Please note that all operations resumed successfully after the APs went back online and that no data or transmissions were lost, and no actions were required from customers.

On behalf of SES-imagotag, the entire Cloud team would like to apologize for any inconvenience caused. Please be assured that we are continually working to enhance the quality of our platform and improve the user experience.

Thank you for your understanding and continued support.

Posted Nov 17, 2023 - 20:17 UTC

Resolved
Dear customers,

On November 12th, 2023, at 5h UTC, a subset of customers experienced a disruption to their Access Points (APs), which lost connection to VUSION Cloud and could be seen as offline status on VUSION Manager.
Impacted customers have their AP targeting seshftweup001t004hfcoredns.westeurope.cloudapp.azure.com:7354
The issue has been resolved at approximately 8h UTC by our engineers.

Please note that all operations resumed successfully after the APs went back online and that no data or transmissions were lost, and no actions were required from customers.

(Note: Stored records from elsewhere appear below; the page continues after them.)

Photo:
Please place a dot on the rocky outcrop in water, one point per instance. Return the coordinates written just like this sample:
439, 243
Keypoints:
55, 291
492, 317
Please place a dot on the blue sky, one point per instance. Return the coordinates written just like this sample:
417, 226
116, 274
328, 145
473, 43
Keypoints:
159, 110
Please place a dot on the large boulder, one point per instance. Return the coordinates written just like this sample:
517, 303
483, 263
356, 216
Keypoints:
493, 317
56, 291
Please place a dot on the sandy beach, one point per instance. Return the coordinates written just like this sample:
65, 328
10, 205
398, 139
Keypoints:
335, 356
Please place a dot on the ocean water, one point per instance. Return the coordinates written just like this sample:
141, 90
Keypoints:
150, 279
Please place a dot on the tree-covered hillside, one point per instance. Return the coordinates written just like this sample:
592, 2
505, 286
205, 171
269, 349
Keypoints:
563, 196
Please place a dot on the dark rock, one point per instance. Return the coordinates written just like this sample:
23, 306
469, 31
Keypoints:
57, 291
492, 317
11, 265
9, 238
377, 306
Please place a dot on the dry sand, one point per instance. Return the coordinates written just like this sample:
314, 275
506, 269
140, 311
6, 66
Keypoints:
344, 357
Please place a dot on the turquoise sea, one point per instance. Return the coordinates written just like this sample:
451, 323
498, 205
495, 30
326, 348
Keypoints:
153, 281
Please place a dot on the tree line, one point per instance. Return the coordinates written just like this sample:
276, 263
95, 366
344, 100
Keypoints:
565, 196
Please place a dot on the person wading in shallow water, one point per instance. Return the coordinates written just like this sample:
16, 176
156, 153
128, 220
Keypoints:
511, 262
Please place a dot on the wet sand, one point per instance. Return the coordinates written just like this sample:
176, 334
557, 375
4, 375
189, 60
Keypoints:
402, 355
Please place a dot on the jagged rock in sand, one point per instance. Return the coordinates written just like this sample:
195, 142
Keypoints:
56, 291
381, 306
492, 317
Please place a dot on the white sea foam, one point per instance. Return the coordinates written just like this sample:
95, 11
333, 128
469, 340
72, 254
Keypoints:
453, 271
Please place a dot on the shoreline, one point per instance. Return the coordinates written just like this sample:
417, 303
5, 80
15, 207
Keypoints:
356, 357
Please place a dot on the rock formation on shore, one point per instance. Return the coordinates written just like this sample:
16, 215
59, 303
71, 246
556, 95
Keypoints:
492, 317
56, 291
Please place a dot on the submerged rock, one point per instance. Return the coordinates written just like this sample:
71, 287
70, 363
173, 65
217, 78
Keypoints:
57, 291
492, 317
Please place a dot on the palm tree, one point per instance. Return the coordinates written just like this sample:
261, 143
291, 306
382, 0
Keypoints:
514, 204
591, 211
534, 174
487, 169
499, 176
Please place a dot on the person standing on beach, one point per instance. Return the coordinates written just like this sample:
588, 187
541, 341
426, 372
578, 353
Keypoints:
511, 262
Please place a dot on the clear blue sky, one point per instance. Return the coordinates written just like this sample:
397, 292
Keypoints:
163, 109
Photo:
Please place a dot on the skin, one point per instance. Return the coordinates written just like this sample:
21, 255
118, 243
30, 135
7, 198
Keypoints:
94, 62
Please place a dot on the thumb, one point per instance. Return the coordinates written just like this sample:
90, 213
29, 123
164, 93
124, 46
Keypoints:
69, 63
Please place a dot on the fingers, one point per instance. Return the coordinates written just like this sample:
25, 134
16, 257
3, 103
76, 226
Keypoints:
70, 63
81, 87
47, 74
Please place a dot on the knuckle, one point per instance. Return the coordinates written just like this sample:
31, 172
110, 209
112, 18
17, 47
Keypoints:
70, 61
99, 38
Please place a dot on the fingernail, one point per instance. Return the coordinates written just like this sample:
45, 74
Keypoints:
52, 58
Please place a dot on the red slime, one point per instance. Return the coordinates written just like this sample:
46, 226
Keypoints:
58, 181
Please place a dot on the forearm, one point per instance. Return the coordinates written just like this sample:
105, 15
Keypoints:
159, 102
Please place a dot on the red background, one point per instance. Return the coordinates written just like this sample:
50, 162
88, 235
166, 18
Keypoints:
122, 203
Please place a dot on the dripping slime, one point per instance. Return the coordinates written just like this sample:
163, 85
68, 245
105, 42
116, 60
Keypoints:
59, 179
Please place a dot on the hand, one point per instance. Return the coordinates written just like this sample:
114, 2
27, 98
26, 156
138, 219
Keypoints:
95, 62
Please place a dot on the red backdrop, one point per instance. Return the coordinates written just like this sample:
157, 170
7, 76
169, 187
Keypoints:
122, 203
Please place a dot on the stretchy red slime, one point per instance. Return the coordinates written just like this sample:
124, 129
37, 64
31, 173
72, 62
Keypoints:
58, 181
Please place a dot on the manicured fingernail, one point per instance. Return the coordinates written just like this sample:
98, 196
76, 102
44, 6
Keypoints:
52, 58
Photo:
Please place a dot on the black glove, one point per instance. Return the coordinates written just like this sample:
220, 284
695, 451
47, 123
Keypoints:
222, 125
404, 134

Engineers are working on fixing the underlying issue, so that it does not occur again in the future. Improved alerting has already been set to identify any issue as early as possible. We are committed to fixing the root cause of the problem as quickly as possible and to improve our processes to react on incidents in the swiftest way. We appreciate your patience and understanding as we work to resolve this issue. A post-mortem analysis will be published in the coming weeks.

On behalf of SES-imagotag, the whole Cloud team would like to apologize for the incident and to thank you for your understanding. Please be assured that we are committed to continuous improvement and that we strive to provide the best experience as possible.
Posted Nov 12, 2023 - 06:00 UTC